学位論文要旨



No 126040
著者(漢字) 安井,哲郎
著者(英字)
著者(カナ) ヤスイ,テツロウ
標題(和) 破骨細胞分化におけるTGF-βの作用機構に関する研究
標題(洋)
報告番号 126040
報告番号 甲26040
学位授与日 2010.03.24
学位種別 課程博士
学位種類 博士(医学)
学位記番号 博医第3519号
研究科 医学系研究科
専攻 外科学専攻
論文審査委員 主査: 東京大学 教授 高戸,毅
 東京大学 教授 高取,吉雄
 東京大学 准教授 緒方,直史
 東京大学 准教授 馬淵,昭彦
 東京大学 准教授 秋下,雅弘
内容要旨 要旨を表示する

骨の発生や恒常性維持は骨組織の形成と吸収のバランスを精緻に調節することで行われている。そして骨形成は骨芽細胞による膜性骨化や軟骨細胞による軟骨内骨化によって行われる一方、骨吸収を担う細胞は破骨細胞のみであることが知られている。破骨細胞は造血幹細胞に由来し、マクロファージや樹状細胞と同一の起源を有する多核巨細胞である。1998年に破骨細胞分化因子としてreceptor activator of NF-kB ligand (RANKL)が同定され、骨芽細胞や滑膜細胞などが発現するRANKLによって破骨細胞の分化が制御されていることが明らかになった。そしてRANKL/RANKシグナルを主軸とする破骨細胞分化の分子メカニズムが解明されるのに伴い、RANKL以外のサイトカインによる分化促進や分化抑制についても徐々に知られるようになっている。例えば、RANKLによって誘導される破骨細胞分化はinterleukin-1やtransforming growth factor-β (TGF-β)により促進され、Interferon-βやInterferon-γにより抑制される。その作用機構は未解明の部分が大きいがInterferonについてはRANK下流シグナル分子への修飾機構が一部報告されている。筆者は本研究において、強い破骨細胞分化促進作用を持つTGF-βに着目しその作用メカニズムについて検討を行い、新たな知見を得たので報告する。

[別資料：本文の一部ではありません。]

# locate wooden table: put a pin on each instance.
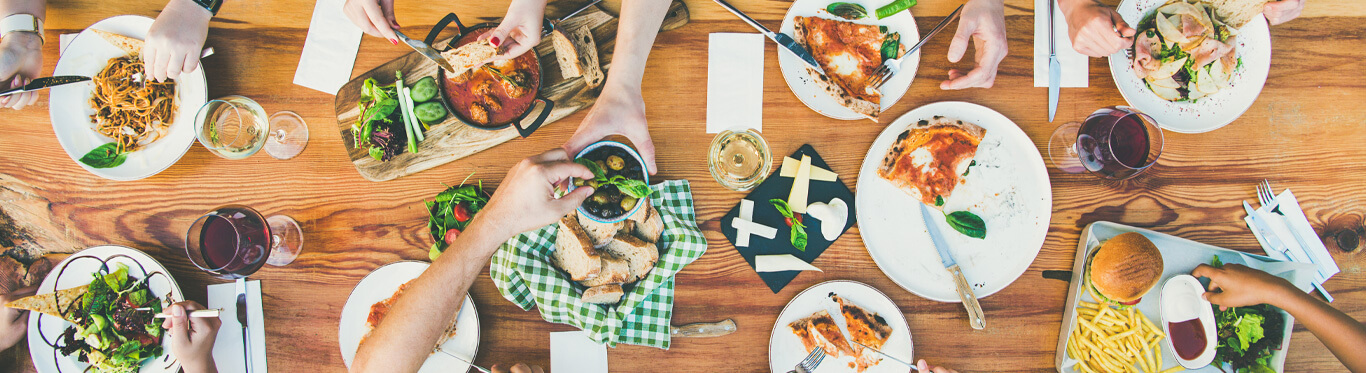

手法としてはTGF-βI型受容体のキナーゼ活性を阻害する薬剤SB431542を投与すること、あるいはドミナントネガティブ型TGF-βII型受容体(dn-TβRII)を強制発現することでTGF-βシグナル伝達を遮断し、これによってマウス破骨細胞前駆細胞内のRANKL下流シグナル伝達あるいはそれにより誘導される破骨細胞分化にどのような変化が起こるか、あるいは起こらないかを評価することを中心に行った。破骨細胞前駆細胞としてはマウス骨髄細胞由来マクロファージを用いた。

まず、RANKLによる破骨細胞分化はSB431542投与によってもdn-TβRII強制発現によっても強力に抑制された。また、in vivoにおいても、RANKL頭部皮下注射によって誘導される破骨細胞形成はSB431542の混注投与により強力に抑制された。これらの結果から、TGF-βシグナル活性は破骨細胞分化に必須であると考えられた。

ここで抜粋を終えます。